Artinya adalah pemakaian kata-kata tertentu selalu terikat dengan nilai rasa berbudaya masyarakatnya. Ketika seorang pejabat memilih frasa “cari muka”, yang juga digunakan untuk menjalankan aksi “coreng muka”, terhadap pihak lain yang tidak sejalan dengan cara berpikirnya, maka ada dorongan kesombongan yang mencuat di sana. Dalam kajian etika, aksi berbahasa itu disebut sebagai hubris, yakni terlalu percaya diri, tidak tahu ukuran, dan memerosotkan wibawa pihak lainnya.

Sebab, muka dalam pengertian itu, tidak sekadar wajah, bagian tubuh paling penting ketika seseorang terlibat dalam aksi komunikasi yang bersifat dua arah. Muka, demikian Erving Goffman (1922–1982) menyatakan, adalah nilai sosial positif yang diklaim oleh seseorang ketika menjalankan kontak tertentu dengan pihak lainnya. Muka adalah gambaran tentang diri dalam pengertian atribut- atribut yang disetujui secara sosial.

Ketika menjalin kontak dengan pihak lain, bagian muka itulah yang memberikan reaksi secara segera.Perasaan senang atau benci dapat dilihat pada bagian muka atau wajah seseorang. Dalam pengertian komunikasi yang lebih luas,muka dapat pula berarti harga diri,martabat, atau prestise. Sebagai contoh, kita bisa menyimak sejumlah frasa yang melibatkan kata muka, seperti “cari muka”,“ coreng muka”,dan “kehilangan muka”.

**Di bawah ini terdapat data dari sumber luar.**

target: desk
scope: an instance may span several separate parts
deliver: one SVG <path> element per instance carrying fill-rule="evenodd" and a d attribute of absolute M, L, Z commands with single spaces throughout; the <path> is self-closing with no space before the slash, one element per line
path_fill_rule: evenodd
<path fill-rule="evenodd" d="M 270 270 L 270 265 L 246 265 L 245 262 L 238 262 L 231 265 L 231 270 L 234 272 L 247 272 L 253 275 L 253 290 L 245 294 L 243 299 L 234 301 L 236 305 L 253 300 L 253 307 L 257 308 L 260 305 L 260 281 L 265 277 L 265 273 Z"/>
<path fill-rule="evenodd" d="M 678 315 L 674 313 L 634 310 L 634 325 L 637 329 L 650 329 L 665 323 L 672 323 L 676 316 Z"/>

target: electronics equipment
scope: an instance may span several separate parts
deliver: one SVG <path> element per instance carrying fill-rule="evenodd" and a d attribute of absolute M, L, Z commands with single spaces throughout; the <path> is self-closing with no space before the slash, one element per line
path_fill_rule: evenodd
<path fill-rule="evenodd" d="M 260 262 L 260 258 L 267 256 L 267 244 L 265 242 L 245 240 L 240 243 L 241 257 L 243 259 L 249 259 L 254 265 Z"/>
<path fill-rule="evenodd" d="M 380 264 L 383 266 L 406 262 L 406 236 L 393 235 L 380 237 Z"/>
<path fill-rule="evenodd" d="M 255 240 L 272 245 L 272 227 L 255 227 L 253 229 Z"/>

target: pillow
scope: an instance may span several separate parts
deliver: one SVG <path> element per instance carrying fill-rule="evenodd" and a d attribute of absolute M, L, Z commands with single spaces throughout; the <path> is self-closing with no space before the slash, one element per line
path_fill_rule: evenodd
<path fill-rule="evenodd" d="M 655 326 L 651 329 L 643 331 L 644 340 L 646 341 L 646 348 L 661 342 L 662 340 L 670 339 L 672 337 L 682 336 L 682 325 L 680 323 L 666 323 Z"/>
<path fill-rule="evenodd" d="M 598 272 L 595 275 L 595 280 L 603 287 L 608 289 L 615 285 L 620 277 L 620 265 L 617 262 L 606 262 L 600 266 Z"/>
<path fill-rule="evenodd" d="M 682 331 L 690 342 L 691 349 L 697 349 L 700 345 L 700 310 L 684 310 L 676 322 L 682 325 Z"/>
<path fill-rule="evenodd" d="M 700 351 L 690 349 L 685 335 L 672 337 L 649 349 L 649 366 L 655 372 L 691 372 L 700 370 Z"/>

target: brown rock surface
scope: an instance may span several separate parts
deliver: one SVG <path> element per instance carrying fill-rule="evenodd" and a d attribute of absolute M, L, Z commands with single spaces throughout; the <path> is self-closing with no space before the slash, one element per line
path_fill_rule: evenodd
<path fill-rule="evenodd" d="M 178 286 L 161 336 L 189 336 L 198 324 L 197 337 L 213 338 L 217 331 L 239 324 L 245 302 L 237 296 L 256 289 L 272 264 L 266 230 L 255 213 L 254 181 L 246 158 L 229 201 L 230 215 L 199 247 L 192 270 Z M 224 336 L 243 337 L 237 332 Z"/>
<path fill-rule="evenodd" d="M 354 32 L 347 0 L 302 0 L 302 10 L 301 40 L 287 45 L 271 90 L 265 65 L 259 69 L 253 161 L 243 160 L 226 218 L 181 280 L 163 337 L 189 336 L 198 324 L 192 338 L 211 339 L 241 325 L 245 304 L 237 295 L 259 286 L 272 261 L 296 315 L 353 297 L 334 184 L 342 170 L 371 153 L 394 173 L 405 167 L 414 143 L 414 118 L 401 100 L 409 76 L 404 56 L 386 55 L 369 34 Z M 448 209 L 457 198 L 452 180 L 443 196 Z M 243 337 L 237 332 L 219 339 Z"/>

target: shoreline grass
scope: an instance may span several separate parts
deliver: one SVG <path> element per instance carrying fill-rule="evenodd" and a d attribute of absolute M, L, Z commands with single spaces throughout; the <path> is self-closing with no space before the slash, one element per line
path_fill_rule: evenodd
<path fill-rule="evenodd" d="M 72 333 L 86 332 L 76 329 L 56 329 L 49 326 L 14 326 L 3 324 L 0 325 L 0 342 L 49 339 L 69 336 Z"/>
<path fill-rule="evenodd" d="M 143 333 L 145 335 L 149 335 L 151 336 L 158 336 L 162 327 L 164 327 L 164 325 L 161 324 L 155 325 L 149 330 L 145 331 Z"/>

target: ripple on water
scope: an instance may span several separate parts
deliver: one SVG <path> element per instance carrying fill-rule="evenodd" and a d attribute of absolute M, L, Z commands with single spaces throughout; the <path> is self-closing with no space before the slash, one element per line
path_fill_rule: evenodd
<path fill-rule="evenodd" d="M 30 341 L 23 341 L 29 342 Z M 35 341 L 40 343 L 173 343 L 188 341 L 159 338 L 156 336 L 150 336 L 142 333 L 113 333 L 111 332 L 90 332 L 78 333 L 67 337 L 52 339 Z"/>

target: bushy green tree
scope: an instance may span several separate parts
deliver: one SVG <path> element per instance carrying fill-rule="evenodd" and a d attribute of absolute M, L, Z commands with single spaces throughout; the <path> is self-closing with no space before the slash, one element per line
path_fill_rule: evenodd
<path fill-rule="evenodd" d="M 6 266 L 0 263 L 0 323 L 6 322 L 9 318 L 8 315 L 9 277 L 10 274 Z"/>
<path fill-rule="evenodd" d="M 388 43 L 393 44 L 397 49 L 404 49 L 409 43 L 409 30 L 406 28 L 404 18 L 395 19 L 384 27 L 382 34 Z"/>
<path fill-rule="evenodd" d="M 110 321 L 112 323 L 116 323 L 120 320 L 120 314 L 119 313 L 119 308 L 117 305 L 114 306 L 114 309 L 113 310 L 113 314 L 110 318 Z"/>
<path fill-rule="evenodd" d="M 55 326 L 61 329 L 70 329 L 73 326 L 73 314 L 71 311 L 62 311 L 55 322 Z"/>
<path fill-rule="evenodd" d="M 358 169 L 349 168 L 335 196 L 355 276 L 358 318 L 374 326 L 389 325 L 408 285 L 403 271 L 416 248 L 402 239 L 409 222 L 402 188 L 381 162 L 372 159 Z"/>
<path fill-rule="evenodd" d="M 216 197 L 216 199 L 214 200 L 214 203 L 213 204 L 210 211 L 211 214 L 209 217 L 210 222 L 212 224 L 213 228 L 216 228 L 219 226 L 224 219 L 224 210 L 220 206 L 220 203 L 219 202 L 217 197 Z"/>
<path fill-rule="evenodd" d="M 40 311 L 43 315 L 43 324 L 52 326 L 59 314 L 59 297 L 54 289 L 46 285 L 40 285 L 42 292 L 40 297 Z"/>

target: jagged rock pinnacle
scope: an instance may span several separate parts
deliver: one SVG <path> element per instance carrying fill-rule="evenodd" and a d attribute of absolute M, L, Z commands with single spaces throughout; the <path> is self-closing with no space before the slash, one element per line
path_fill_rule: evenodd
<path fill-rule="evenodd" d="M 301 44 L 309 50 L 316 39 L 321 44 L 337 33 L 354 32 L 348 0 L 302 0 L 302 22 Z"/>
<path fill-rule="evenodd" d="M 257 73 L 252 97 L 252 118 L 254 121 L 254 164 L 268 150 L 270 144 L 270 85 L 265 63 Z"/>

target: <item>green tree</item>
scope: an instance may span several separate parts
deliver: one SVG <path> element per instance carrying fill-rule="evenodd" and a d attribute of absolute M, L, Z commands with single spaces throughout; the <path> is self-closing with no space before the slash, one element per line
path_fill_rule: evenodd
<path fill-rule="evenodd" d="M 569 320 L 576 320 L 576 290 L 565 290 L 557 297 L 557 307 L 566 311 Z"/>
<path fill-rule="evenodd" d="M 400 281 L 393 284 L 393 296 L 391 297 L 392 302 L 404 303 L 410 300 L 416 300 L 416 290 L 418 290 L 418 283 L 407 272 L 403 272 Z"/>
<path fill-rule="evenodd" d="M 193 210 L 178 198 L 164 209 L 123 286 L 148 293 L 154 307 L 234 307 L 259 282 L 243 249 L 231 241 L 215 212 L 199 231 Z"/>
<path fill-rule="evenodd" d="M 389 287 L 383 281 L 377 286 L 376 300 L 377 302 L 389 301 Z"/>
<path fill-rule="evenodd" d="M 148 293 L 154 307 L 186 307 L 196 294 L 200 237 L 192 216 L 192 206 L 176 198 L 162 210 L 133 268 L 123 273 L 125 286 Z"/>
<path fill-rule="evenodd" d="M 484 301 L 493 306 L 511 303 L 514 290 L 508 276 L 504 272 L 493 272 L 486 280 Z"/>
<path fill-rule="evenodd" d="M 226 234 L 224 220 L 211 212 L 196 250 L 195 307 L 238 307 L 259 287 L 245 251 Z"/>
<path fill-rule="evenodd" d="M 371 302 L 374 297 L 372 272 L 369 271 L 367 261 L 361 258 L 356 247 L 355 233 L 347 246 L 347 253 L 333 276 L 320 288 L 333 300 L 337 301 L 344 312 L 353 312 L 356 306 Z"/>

Semua frasa itu menunjukkan muka memiliki relevansi dengan jalinan yang memuat masalah gengsi individual, kehormatan sosial, dan keberadaban masyarakat. Bermain- main kata secara ceroboh pasti mengakibatkan “menepuk air di dulang, tepercik muka sendiri”. Siapa yang sebenarnya senang cari muka ataupun bertindak bodoh? Bahasa menunjukkan bangsa. Katakata memperlihatkan harga diri penuturnya.